A BOOK launch without the author is a fairly unusual event understandably enough, death is just about the only thing that keeps most writers from coming along to bask in the limelight.
Patricia Avis doubtless would have enjoyed the long delayed launch party of her book Playing The Harlot on Tuesday night in the Adam Suite at the Shelbourne Hotel. Once a lover of the poet Philip Larkin, the twice married Avis, who died in 1977, was an angry young women of the 1950s and moved in a very literary circle that included Kingsley Amis, Thomas Kinsella, Sean O'Faolain and, of course, Conor Cruise O'Brien.

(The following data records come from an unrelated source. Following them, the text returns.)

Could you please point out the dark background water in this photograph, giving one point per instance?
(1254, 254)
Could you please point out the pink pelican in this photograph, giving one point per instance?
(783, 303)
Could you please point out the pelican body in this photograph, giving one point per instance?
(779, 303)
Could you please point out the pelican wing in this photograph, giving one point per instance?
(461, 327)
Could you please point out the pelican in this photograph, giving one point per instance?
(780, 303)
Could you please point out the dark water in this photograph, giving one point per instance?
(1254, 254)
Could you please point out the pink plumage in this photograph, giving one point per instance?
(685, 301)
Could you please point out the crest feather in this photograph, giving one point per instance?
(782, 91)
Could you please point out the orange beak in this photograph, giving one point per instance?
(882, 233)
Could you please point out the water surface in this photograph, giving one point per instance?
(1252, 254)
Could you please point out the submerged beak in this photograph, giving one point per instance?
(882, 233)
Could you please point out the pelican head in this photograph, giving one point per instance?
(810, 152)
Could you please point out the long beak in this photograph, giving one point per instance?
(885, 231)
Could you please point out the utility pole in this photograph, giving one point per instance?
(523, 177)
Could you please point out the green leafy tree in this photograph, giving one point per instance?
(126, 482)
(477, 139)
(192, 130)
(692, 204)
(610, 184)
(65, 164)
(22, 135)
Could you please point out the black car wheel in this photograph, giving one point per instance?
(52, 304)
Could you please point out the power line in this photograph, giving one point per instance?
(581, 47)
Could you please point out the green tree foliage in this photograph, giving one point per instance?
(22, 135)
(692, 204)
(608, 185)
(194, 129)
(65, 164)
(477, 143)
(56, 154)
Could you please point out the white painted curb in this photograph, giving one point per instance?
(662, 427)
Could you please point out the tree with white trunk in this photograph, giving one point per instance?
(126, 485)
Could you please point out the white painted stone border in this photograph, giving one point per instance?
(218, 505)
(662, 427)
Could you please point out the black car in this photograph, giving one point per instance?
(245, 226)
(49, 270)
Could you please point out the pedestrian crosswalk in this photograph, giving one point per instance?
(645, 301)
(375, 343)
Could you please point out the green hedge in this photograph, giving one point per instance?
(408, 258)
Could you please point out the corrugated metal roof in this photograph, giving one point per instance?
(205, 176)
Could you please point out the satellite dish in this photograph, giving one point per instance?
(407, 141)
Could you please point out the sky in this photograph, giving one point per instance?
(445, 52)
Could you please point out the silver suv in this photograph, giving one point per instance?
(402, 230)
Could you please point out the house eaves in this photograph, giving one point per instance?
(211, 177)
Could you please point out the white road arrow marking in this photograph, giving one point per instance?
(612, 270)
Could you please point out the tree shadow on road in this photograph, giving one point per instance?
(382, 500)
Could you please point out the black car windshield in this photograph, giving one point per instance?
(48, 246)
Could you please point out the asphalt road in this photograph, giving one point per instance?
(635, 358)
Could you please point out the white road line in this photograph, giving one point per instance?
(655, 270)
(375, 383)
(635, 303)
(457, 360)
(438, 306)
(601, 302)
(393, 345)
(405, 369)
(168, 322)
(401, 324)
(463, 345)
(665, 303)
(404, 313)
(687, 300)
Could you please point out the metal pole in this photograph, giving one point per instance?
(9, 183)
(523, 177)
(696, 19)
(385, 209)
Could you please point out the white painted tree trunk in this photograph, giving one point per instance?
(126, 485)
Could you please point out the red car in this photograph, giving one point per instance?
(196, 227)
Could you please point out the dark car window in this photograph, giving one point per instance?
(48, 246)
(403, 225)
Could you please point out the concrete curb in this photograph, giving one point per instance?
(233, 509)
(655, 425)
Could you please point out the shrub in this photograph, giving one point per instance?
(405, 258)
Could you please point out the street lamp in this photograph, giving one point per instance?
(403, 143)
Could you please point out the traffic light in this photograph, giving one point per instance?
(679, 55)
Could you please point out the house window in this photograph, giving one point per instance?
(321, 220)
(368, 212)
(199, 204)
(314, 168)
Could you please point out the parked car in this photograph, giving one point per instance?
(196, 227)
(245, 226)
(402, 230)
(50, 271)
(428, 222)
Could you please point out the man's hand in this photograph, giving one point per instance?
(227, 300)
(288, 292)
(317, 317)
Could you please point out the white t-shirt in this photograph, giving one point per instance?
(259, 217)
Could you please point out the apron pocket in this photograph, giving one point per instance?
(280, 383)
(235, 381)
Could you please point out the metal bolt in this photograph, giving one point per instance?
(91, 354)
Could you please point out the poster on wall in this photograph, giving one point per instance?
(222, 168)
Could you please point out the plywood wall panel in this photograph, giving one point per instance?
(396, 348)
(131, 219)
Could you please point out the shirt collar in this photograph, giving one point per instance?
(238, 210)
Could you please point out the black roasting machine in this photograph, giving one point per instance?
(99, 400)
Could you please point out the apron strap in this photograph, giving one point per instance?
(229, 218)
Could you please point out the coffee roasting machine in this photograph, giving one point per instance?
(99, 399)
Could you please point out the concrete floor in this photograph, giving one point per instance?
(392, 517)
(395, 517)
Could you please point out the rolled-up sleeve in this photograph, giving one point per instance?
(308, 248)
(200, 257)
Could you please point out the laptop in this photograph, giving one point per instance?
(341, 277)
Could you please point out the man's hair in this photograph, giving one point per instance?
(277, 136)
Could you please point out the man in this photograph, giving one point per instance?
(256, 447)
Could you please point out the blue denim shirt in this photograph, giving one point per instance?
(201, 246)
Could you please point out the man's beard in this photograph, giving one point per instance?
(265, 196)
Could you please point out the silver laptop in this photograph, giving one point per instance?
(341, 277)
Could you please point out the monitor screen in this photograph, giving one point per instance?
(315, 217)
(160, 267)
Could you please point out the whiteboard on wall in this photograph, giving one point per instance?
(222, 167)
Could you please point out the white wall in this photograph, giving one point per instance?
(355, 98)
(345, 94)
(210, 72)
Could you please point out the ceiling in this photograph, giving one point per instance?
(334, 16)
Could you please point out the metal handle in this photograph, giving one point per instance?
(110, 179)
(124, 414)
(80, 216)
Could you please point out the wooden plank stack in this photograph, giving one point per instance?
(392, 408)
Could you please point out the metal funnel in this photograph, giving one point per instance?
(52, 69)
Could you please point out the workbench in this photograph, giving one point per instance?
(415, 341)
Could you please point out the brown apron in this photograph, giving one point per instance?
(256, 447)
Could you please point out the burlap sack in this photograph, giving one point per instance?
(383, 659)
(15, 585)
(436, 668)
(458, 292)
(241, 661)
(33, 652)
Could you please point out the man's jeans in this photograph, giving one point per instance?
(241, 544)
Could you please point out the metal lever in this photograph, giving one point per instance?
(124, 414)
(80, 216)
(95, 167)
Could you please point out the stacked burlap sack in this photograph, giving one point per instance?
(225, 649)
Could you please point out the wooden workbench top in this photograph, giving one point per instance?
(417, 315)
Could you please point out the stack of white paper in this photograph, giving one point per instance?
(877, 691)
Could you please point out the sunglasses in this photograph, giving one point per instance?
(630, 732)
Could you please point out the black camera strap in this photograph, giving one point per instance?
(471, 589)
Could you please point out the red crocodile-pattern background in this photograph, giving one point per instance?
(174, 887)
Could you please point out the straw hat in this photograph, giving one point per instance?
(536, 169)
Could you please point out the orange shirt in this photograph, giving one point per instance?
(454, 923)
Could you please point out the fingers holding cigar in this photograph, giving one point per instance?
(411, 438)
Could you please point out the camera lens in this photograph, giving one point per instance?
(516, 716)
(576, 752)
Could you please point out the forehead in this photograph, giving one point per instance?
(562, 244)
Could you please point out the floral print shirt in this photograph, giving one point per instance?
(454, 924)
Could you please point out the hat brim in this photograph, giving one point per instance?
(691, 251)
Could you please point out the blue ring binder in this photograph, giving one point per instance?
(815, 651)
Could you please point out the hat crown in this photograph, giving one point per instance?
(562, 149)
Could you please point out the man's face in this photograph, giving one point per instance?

Her second husband, the poet Richard Murphy, was at this week's launch as was her daughter Emily and many of her old friends including John Mulcahy, Anthony Cronin, Michael D Higgins, Imogen Stuart, Ben Kiely. There was much discussion about who was who in this thinly disguised roman a clef. Indeed, when the author first presented it for publication in 1963 it was turned down because the publisher rather huffily considered that "it slandered his friends." Lennie Goodings, head of Virago publishing, came from London and remarked that "book launches in Dublin are known in London publishing circles to be such fun that there's a lot of fighting in the oft ice over who gets to come.
Emily, who is a chef, arrived from her new home in South Africa via London for her mother's launch, and she brought some friends including the composer Trevor Jones, who was last here when he was writing the music for In The Name Of The Father and Duncan Kenworthy, the producer of Four Weddings And A Funeral. He was looking rather pleased with himself as all his schmoozing in Cannes had paid off he had just heard that he got the financing "a snip at £6 million" for his new movie Lawn Dogs, which he intends to shoot in the US this summer.